On to the zombies—the meat in the “brain-tatoes.” (Groans and moans!) Out-dancing Michael Jackson’s undead posse, these supremely iconic creatures hiss, scream, bleed, eat stuff off the trees, crawl, creep, and pop right out of the darkness just when you think they’re dead again. We learn you have to kill the brain to kill the creatures. And brains are killed with shovels, guns, two-by-fours, whatever is laying around when the shit hits the fan. The costumes by Marilyn A. Wall (with Zachary Ryan) are macabre, ghostly, dirty, and define each of these ghouls with their own unique personalities. Though they have only one line to remember, “Braaaaains!” they manage to be almost as fully fleshed out at their talking human counterparts through extreme physical performances. These zombies will lurk out of the shadows of a realistic fog-filled graveyard (Kent Barrett, scenic design, Michael A. Eaddy, technical director, and Robert P. Robins, lighting) and suddenly BANG! (Sound Design by Amanda Yanes) A rock song kicks in and you’ve got a zombie dance party from Hell (Choreography by Rick Rose). Annelih G.H. Hamilton, Joshua Hamilton, Nichole Hamilton (enough Hamiltons to eat all the brains in the theatre), Kenneth Smoak, and Marissa Toogood become a precision ensemble and grunt into some impressive step-dancing that was particularly remarked about in the positive both by preliminary word-of-mouth and post-show banter. These zombies can dance! Their make-up is beyond realistic (Makeup by Zackery Ryan), but with stylizations reminiscent of the best of Tim Burton mixed with old-school Herk Harvey flavor (the original zombie master, he of the cinematic Carnival of Souls [1962, not the dead-on-arrival remake.]) Altogether, the effect is so good, you can smell the decay as you snort your way from one laugh to the next.

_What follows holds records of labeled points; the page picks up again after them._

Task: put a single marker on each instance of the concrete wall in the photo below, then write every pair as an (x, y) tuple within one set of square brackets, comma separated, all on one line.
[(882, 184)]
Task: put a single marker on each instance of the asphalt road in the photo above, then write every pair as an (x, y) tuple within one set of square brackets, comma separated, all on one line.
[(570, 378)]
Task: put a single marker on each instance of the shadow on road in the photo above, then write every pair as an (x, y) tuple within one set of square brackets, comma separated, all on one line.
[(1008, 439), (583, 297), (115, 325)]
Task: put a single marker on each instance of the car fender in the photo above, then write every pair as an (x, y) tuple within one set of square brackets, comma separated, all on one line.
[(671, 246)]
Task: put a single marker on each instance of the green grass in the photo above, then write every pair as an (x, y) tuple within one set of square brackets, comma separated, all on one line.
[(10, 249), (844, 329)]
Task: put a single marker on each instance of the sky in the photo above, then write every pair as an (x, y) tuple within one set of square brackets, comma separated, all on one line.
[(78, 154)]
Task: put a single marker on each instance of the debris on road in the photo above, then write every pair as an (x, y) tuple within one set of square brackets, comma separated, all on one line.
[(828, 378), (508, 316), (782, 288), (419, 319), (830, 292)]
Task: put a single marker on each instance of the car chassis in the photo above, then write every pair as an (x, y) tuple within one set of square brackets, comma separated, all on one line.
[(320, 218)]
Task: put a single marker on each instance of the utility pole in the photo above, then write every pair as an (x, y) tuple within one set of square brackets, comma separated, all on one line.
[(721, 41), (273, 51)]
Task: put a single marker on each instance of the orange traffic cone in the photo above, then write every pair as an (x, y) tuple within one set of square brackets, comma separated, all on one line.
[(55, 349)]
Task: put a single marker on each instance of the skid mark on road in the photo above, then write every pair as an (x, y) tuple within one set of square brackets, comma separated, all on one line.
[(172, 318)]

Yes, this play is funny.
To belabor the plot would do a disservice to the many surprise pleasures of this play. Suffice to say that in the shocking conclusion, the genius of Caldwell’s Halloween selection and how it relates to the magic of theatre is spectacularly revealed. Sometimes, we need to take a break from the grind of our lives, the terrors of our world, the pressures of our economy, and the frustration of Government lockdown. It’s Halloween! What better place to be than in a theatre full of brain-eating zombies and a nice group of young talented actors and crew members who will be terrorized, mauled, and eaten instead of you!
Outside the safety of the theatre, you and your gray matter will have to take your chances.